Researchers advance understanding of a key celiac enzyme

Celiac disease affects around one in a hundred people worldwide, and those that have the autoimmune disorder have no choice but to stick to a gluten-free diet forever—at the moment, doctors have no other way to treat the illness.

Now, those seeking a treatment could get a boost: A new study from researchers at Stanford University and the Stanford Synchrotron Radiation Lightsource (SSRL) at the U.S. Department of Energy's SLAC National Accelerator Laboratory has revealed previously unseen details of a key enzyme behind the disease. The study was published in Proceedings of the National Academy of Sciences.

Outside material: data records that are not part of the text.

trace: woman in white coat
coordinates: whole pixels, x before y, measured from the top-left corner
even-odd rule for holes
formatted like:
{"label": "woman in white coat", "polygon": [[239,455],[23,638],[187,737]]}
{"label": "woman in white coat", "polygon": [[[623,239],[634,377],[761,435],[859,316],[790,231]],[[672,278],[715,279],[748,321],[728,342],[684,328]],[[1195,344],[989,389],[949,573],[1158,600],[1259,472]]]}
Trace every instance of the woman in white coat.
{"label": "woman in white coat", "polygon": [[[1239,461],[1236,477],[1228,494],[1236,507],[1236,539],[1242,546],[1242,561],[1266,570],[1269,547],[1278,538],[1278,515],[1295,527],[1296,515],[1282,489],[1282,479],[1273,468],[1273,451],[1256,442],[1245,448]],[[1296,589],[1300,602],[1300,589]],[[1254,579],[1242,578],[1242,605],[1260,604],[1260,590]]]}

Celiac scientists have known for several years now that the enzyme in question, transglutiminase 2 (TG2), could trigger an immune response in the presence of gluten and calcium ions, leading the body to attack its own intestinal tissues. What has been less clear is exactly how TG2 works and how best to target it with drugs—in part because scientists have only had a limited understanding of the enzyme's structure. Previous studies have mapped out TG2's inactive, "closed" state and its active, "open" state, but how it transformed from one to the other or what happens in the interim remained unclear.

To address that problem, Angele Sewa, a graduate student in chemistry and biochemistry in Stanford chemist Chaitan Khosla's lab and a fellow in the Sarafan ChEM-H Chemistry/Biology Interface Training Program, and Harrison Besser, a student in Stanford's Medical Scientist Training Program, first worked to create complexes of TG2, calcium ions and gluten-like substances that could reveal in greater detail how TG2 works. Sewa next grew crystals of those complexes and worked with SSRL lead scientist Irimpan Mathews to understand their structures using X-ray macromolecular crystallography.

The effort was a success: Several of the crystallization concoctions the team came up with captured TG2 in a previously unobserved intermediate state between its active and inactive states. Analyzing the structure of this intermediate state, the researchers wrote, uncovered a wealth of details about how TG2 interacts with gluten and calcium, helping to make sense of previous results about TG2's behavior as well as identifying specific sites within TG2 that play key roles in its activity.

While researchers are already developing drugs targeting TG2 for celiac disease and another TG2-related disease, idiopathic pulmonary fibrosis, "this study provides fundamentally new structural and mechanistic insight into how TG2-inhibiting drugs work," Khosla said. "These insights can be used to make better drugs against this target."